After months of meetings and back-and-forth comments about broaching the topic of utility consolidation, Davis decided to take his case directly to the council, where he faced a tough crowd. Overcoming the prejudice held by some of the council against past members of the County Commission, the council finally agreed to attend by a vote of 3-2 with Vice Mayor Tom White and Councilman Bill Fish dissenting, on the grounds that the meeting was premature and should have been postponed until more information could come to light.

The purpose of the 9 a.m. meeting at the Richardson Center is to discuss the consolidation of city and county water and sewer utilities. Indian River Shores will attend as the town is researching its options for utilities after its franchise agreements with the city expire in October 2016. Fellsmere, too, has been invited but for reasons of creating a partnership with the city to provide water services to annexed lands east of Interstate 95 which are slated for development in coming years.Most of the meeting’s subject matter will concern water, sewer, and irrigation utilities.

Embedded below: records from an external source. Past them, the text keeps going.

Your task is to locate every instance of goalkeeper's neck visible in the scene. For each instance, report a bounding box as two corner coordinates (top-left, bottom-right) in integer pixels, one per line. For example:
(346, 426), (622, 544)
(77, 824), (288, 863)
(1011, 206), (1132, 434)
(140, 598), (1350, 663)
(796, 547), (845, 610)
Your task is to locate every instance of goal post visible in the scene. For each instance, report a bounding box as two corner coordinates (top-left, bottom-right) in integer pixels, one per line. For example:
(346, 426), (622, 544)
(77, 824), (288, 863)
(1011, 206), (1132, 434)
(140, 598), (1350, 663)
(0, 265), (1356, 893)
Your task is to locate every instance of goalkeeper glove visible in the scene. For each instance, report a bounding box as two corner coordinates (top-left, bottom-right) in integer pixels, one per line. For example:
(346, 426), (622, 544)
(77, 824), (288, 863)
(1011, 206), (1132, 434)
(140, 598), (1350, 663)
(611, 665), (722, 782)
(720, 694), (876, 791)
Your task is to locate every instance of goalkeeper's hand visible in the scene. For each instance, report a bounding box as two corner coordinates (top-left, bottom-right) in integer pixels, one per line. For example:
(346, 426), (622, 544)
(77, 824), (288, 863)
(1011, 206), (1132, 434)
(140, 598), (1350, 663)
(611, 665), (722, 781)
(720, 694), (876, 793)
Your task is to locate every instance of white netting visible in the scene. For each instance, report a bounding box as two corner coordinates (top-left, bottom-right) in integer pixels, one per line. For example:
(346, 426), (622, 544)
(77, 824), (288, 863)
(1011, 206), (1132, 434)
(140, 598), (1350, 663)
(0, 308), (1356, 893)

“It boils down to which is the best way to move forward,” said Davis. “Is consolidating the answer? I’m not sure, maybe leaving it status quo is the best we can do? That’s the nature of the meeting we’re having.”

Davis was bold in telling the city council that he would hold the meeting without representation from them if they decided not to come.

“I can’t imagine them holding a meeting without us,” said Debra Fromang. “The timing is unfortunate from our perspective, but I don’t think we have any choice but to go and make sure our questions are asked and answered. We need to get a serious list of questions together for this meeting.”

City Manager Jim Gabbard vowed to work hard over the next two days to gather up information to prepare the council for the meeting. Davis promised to arrange for a large packet of documents to be provided to council members by Wednesday, “everything we have,” he said, would be shared with city officials.

“The people at this meeting will want to hear from us,” said Gabbard. “They want to hear what our thoughts are. From what Wesley told us tonight, our involvement at this point will be limited, and they aren’t looking for a set commitment.”

Frustrated with the fact that he approached then-Commission Chair Sandra Bowden two years ago and was left hanging because the county had no extra capacity to serve city customers, Mayor Sabe Abell admitted grudgingly that a cooperative venture could be a possibility. Since then, the county has made major investments in the infrastructure of the utility system to accomodate growth which never materialized due to the recession and the real estate downturn.

“Two years ago we threw this out there to the County Commission and it didn’t get answered,” said Abell. “I think it’s totally inappropriate that the County Commission schedule a meeting that involves a big issue with Vero Beach without getting our opinion on the meeting. The problem has not been us. Vero Beach would spend up to $58 million if we agree to do this.”